El capitán subió al puppis, la cabeza envuelta en un paño manchado de negro.
—Buenos días, si es de día —dijo.
—Así parece —repuso Ry Diem. Randall señaló los cerros. El capitán los miró, apretando las mandíbulas dentro del vendaje. Me miró de soslayo, se cubrió los ojos—. Anoche me golpeé la boca. Me he roto algunas muelas. ¿Soterio ya se ha levantado?
—El brazo se lo está haciendo pasar mal, pero jura que estará en cubierta en cuanto pueda vestirse. Una de las mujeres lo está ayudando —dijo Randall.
—No sé qué será aquello, pero no es tierra —aseguró el capitán—. No hay tierra en esta parte del mundo.
Alzó los prismáticos, se los pasó a los demás. Todos miraron salvo Ry Diem. Cuando me tocó el turno, Shatro, Thornwheel y Cassir se reunieron con nosotros; apenas miré la formación antes de pasarles los prismáticos a ellos. No pude distinguir ningún detalle, sólo protuberancias nudosas y pardas. La masa gris parecía más clara, y en ocasiones se abría para revelar nubes más gruesas y densas.
—Todavía es parte de esta maldita bestia —dijo el capitán.
—Nos aproximamos deprisa —comentó Cassir.

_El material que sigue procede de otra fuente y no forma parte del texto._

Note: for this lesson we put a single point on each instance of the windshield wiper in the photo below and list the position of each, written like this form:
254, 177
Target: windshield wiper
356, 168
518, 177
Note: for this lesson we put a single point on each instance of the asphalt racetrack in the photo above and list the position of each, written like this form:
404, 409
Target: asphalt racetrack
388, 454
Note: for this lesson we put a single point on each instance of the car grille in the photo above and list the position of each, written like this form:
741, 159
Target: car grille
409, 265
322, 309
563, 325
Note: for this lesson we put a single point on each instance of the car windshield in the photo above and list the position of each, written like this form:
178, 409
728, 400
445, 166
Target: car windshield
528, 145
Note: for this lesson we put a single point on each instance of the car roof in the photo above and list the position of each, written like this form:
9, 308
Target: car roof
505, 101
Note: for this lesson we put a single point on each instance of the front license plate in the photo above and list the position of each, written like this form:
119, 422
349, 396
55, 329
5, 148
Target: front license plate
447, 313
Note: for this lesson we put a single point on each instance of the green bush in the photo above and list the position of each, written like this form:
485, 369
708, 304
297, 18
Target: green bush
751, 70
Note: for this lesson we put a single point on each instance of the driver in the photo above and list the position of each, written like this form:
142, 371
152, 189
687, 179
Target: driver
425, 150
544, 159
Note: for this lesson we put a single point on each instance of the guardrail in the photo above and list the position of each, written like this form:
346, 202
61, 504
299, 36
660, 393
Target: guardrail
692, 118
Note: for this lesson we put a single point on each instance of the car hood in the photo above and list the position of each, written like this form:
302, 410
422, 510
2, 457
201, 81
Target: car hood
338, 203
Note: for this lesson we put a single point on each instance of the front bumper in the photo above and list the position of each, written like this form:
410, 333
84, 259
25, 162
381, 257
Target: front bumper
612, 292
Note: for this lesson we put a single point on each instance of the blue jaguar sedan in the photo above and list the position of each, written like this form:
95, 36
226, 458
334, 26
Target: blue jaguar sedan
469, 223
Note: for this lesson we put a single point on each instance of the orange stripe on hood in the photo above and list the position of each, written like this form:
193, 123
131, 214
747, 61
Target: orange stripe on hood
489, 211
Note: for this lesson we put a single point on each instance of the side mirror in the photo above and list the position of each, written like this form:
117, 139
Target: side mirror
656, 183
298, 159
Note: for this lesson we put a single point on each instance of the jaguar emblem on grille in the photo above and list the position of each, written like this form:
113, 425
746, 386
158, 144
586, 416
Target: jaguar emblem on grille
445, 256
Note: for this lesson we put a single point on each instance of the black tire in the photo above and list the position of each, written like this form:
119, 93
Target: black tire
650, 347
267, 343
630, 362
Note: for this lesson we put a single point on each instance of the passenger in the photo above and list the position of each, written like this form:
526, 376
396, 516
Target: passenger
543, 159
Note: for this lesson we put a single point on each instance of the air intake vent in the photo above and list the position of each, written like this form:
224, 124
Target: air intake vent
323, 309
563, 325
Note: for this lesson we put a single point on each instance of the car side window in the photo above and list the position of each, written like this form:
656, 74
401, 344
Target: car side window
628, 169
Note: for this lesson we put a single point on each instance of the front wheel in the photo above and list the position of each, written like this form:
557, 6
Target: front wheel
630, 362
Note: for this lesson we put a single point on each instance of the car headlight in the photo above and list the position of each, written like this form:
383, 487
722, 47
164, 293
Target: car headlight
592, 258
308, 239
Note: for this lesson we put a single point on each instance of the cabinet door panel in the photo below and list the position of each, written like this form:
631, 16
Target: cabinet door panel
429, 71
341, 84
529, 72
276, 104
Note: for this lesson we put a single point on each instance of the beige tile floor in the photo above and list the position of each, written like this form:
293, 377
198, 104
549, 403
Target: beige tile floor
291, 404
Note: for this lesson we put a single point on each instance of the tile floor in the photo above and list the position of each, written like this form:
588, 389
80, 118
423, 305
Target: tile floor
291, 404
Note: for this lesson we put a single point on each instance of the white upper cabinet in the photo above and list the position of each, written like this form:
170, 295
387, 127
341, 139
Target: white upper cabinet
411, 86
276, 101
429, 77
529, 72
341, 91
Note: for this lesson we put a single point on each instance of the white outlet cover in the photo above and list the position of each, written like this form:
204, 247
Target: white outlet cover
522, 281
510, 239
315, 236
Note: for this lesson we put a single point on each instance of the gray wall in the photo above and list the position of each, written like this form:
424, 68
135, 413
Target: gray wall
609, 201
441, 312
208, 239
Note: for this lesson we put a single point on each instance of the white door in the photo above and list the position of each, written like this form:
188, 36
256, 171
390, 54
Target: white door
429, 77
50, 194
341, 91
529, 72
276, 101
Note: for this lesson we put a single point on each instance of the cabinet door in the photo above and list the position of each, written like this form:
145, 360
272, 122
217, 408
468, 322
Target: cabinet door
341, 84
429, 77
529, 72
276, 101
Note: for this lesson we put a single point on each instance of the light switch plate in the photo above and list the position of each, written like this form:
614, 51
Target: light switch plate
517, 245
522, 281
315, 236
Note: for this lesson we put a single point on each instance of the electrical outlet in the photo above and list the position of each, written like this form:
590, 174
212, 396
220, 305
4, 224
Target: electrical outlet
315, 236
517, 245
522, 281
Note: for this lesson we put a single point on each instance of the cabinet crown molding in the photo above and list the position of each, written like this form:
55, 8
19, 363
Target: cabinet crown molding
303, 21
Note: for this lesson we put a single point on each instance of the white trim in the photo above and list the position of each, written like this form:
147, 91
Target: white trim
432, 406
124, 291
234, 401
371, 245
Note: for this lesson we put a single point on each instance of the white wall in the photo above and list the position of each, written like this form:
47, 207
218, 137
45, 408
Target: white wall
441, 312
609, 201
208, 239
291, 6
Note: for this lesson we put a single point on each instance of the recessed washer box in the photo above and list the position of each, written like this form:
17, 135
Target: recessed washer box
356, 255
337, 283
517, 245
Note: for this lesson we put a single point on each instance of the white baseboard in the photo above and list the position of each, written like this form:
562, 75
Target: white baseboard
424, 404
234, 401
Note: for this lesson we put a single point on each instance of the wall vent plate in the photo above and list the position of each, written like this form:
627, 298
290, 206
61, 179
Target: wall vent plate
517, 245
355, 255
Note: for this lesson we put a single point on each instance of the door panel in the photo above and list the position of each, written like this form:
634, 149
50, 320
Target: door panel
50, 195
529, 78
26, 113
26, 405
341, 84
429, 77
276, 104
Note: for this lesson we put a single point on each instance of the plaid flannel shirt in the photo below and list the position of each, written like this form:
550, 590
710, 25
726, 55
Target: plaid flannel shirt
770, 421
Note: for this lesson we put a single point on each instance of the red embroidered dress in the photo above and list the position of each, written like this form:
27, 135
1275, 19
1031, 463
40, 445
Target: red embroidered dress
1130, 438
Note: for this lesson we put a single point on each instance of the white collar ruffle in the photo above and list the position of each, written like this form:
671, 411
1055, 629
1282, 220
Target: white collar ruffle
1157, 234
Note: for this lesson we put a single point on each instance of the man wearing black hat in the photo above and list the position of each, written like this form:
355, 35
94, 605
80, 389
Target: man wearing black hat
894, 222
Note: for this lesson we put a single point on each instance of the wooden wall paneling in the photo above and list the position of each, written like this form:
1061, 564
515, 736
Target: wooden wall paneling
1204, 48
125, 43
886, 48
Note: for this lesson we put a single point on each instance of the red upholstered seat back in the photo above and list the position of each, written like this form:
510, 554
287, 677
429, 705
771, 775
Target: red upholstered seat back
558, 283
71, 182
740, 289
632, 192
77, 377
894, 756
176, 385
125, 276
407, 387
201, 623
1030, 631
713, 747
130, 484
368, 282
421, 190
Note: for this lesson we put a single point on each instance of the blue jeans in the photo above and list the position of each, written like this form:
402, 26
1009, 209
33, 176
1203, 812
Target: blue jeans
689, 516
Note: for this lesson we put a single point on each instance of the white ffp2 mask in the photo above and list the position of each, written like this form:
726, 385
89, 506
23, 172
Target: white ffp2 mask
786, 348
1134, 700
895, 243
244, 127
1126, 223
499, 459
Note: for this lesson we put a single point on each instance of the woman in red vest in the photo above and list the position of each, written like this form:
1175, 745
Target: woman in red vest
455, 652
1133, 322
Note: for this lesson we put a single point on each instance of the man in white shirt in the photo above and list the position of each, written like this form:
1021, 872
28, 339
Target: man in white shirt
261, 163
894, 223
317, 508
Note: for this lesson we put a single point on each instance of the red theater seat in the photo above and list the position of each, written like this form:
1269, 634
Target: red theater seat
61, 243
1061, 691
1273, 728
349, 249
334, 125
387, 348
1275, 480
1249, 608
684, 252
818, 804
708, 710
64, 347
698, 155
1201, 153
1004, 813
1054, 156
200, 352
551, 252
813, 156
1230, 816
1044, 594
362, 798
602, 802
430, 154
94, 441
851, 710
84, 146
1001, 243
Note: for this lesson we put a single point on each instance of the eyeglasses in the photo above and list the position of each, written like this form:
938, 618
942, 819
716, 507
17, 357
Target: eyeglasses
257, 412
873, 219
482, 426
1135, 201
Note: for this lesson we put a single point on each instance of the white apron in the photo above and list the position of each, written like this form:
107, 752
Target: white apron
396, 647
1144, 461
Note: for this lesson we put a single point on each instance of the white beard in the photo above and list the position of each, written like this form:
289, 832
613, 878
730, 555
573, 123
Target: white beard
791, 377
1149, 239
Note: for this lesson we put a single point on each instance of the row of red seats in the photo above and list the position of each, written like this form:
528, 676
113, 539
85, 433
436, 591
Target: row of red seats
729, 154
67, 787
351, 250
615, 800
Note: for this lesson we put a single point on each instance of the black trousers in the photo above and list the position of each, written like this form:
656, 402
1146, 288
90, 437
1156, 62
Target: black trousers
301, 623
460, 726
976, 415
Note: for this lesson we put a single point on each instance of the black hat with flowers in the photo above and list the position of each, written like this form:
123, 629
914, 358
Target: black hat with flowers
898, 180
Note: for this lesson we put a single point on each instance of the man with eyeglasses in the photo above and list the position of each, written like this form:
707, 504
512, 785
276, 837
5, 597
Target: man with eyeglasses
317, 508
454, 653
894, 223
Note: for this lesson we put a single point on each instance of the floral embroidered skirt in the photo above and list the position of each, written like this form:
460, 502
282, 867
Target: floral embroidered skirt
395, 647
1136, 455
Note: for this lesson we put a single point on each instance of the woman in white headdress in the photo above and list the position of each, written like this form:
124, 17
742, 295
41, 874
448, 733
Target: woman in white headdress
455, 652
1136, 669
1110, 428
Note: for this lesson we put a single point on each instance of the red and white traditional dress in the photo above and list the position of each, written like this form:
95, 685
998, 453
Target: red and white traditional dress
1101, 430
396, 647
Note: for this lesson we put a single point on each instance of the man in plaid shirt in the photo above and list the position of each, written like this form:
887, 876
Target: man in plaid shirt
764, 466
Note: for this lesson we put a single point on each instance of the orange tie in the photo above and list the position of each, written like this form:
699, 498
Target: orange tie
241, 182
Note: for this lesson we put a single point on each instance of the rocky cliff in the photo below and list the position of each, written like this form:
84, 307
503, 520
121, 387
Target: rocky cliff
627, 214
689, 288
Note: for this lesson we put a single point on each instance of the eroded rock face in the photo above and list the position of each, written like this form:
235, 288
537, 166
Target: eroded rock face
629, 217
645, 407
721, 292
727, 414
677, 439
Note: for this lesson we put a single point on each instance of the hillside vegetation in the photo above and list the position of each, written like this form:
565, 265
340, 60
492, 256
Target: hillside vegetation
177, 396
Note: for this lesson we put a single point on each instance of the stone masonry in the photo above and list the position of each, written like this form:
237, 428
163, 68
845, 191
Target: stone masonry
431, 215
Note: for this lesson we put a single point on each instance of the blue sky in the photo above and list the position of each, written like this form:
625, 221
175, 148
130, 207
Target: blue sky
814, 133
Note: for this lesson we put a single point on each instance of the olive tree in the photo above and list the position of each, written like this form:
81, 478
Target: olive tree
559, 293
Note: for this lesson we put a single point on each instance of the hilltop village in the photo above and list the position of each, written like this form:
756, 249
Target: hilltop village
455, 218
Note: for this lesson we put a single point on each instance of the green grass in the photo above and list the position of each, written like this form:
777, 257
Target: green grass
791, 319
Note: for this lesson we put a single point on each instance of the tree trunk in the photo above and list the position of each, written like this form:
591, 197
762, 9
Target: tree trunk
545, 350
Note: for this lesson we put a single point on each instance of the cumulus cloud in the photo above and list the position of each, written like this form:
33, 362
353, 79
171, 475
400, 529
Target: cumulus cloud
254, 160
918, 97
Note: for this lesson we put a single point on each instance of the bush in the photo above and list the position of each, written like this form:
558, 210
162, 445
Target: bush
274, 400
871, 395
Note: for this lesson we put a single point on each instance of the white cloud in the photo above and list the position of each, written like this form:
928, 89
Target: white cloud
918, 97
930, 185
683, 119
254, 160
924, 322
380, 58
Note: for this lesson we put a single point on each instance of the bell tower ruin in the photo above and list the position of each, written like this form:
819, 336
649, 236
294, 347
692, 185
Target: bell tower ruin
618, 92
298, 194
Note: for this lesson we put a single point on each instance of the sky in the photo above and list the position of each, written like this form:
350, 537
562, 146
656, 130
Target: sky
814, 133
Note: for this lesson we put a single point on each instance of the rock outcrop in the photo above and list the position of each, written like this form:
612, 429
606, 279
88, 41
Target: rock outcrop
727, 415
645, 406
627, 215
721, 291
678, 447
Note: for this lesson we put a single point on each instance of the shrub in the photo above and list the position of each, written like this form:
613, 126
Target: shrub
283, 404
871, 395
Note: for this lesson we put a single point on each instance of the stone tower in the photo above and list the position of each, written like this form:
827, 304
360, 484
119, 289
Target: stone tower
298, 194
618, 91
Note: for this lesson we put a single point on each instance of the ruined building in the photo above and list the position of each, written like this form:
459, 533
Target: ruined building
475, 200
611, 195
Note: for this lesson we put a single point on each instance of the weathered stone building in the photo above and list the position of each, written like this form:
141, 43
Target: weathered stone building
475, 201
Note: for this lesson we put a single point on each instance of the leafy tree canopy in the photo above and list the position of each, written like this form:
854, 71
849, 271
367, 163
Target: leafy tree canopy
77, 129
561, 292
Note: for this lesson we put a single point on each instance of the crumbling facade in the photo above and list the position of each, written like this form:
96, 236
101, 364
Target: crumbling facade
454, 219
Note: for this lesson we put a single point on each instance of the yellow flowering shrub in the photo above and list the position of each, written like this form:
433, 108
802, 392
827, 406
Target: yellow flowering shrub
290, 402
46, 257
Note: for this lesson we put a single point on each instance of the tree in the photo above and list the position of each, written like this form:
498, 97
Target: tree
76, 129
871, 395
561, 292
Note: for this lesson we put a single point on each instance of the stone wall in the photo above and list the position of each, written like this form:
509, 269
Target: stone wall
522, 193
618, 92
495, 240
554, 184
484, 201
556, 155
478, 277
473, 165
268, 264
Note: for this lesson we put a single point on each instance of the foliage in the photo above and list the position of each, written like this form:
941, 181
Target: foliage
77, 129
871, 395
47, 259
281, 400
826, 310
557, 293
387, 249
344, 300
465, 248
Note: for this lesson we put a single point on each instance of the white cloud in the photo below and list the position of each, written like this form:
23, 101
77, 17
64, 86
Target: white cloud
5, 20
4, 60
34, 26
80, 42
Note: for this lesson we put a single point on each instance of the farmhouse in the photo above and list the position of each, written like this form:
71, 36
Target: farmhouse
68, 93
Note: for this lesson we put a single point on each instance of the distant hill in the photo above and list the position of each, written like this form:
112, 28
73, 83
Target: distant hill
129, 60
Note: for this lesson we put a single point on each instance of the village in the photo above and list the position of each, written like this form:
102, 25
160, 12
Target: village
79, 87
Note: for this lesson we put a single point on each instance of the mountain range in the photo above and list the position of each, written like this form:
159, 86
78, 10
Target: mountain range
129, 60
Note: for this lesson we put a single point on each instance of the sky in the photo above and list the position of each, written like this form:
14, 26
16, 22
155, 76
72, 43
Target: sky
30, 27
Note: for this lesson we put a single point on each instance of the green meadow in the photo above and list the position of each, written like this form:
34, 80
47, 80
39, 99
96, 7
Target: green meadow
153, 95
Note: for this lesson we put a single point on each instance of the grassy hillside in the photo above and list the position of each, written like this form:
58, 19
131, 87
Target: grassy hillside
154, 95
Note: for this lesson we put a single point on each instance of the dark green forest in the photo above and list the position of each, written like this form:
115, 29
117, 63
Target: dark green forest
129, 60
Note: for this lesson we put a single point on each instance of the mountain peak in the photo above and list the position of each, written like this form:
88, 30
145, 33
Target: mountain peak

—Lanza una corredera para ver a qué velocidad vamos —le dijo el capitán a Randall. Randall le encomendó la tarea a Shankara, el cual nos anunció minutos después que íbamos a cuatro nudos. Keyser-Bach examinó la masa distante, moviendo los labios como si hiciera cálculos—. Nuestra velocidad respecto a esa cosa es de nueve nudos. Y calculo que no está a más de cinco millas. ¿Erwin?
—Seis a lo sumo —dijo Randall.
—Es parte de esta bestia, y nos embestirá.
—O encallaremos en ella —dijo Randall.
—No es una masa sólida, lo garantizo —dijo Salap, sacudiendo la cabeza—. Debe estar dividida en estructuras más pequeñas.